Although the $ 100,000 tax applies only to the new applicants, not to the current headlines as announced for the first time, the confusion around their deployment and the steep cost is already taking companies to stop the recruitment plans, budget and workforce, according to reuters interviews of the founders, risk capitalists and immigration lawyers who work with technology companies.

“I have had several conversations with corporate clients … where they have said that this new rate is simply unfeasible in the US., And it is time for us to start looking for other countries where we can have highly qualified talent,” said Chris Thomas, immigration lawyer at the law firm based in Colorado Holland & Hart. “And these are large companies, some of them family names, Fortune 100 companies, which they are saying, we simply cannot continue.”

According to Pew Research, around 141,000 new applications for H-1B in 2024 were approved. Although Congress limits the new visas to 65,000 a year, total approvals are higher because the requests of universities and some other categories are excluded from the limit. Computer -related works represented most of the new approvals, according to PEW data.

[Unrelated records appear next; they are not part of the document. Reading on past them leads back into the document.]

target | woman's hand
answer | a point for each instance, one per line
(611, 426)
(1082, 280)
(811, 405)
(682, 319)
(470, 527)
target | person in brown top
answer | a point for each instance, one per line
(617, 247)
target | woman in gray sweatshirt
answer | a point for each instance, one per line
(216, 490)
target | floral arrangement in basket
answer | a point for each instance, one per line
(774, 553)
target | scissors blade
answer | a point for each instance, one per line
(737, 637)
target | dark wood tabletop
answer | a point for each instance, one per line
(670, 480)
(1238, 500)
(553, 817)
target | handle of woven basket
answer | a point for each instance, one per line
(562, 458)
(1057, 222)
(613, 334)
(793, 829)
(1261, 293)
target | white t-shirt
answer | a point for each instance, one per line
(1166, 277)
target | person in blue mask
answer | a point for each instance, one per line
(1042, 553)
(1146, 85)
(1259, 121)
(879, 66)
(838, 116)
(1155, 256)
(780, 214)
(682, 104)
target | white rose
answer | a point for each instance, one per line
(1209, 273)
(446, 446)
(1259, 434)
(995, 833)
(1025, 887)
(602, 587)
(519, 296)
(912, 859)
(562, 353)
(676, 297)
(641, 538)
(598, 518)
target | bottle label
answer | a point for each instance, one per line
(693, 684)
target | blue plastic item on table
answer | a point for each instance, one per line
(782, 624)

Companies will cut the H-1B workers

The Trump administration and critics of the H-1B program have said that it has been used to suppress salaries and stop it opens more jobs for US technological workers. The H-1B Visa program has also made it more challenging for university graduates trying to find work, Trump’s announcement said Friday.

The visa previously cost employers only a few thousand dollars. But the new $ 100,000 rate would turn the equation, causing hiring talent in countries like India, where wages are lower and Big Tech now builds innovation centers instead of backup offices, more attractive, experts and executives told Reuters.

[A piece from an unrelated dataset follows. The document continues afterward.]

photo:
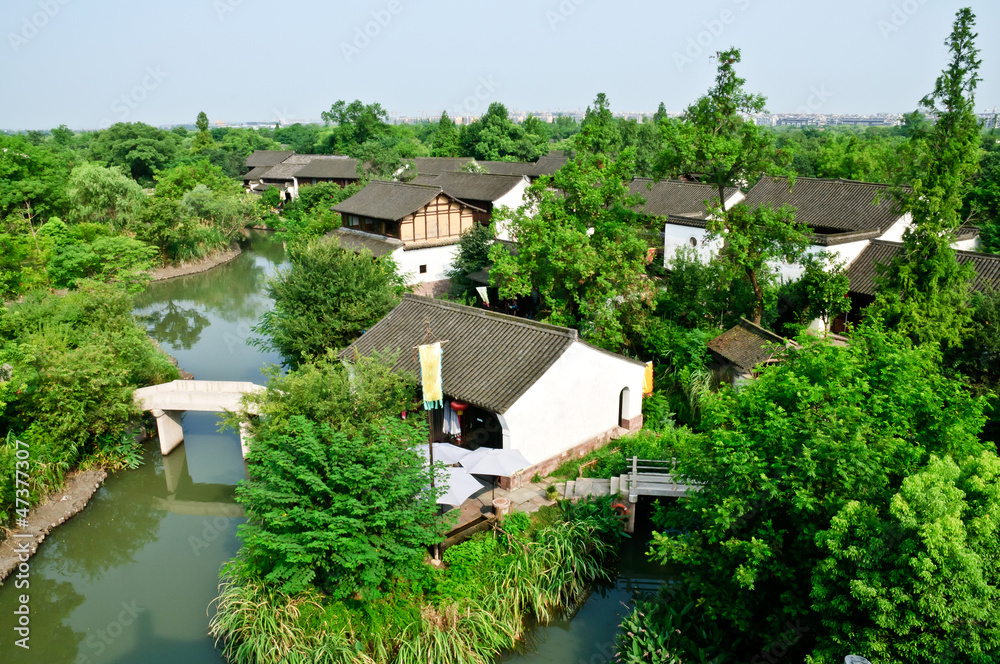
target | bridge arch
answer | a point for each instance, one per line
(168, 400)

“We probably have to reduce the number of H-1b visas workers that we can hire,” said Sam Liang, co-founder and CEO of the start-up start-up of the transcription of popular artificial intelligence. “Some companies may have to outsource part of their workforce. Hire perhaps in India or other countries just to walk through this H-1B problem.”

Bad for startups

While conservatives have long applauded Trump’s wide repression of immigration, the H-1B movement has also resorted to the support of some liberal rooms.

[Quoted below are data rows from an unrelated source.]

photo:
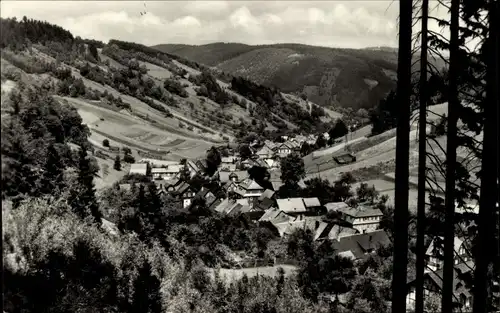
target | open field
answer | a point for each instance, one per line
(137, 133)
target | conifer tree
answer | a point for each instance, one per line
(147, 297)
(117, 165)
(52, 178)
(83, 197)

The Netflix co-founder and a well-known Democratic Donor Reed Hastings, who said he has followed the H-1B policy for three decades, argued in X that the new rates would eliminate the need for a lottery and, instead, they would reserve visas for “very high value work” with greater certainty.

But Deedy Das, a partner of the Risk Capital firm Menlo Ventures that has invested in new companies such as the firm AI Anthrope, said that “general decisions such as this are rarely good for immigration” and would disproportionately affect new companies.

Unlike large technology companies whose compensation packages are a combination of cash and shares, the payment packages of new companies generally incline to capital, since they need cash to build the business.

“For larger companies, the cost is not material. For smaller companies, those with less than 25 employees are much more significant,” said Das. “Big Tech CEO expected this and they will pay. For them, less small competitors is even an advantage. It is the new smallest companies that suffer the most.”

Innovation at risk

Politics could also mean less talented immigrants who often launch new companies, analysts said.

According to a 2022 report by the National Foundation for American Policy, a non -partisan report based in Virginia.

Several lawyers said that the new companies that represent are setting hopes in the demands that argue that the administration exceeded by imposing a rate beyond what the congress imagined, the bets of bets would dilute the rule before the costs paralyze the hiring.

If not, “we will see a setback from the smartest people in the world,” said Bilal Zuberi, founder of Silicon Valley’s risk capital firm, Red Glass Ventures, who began his career in the United States with an H-1B visa.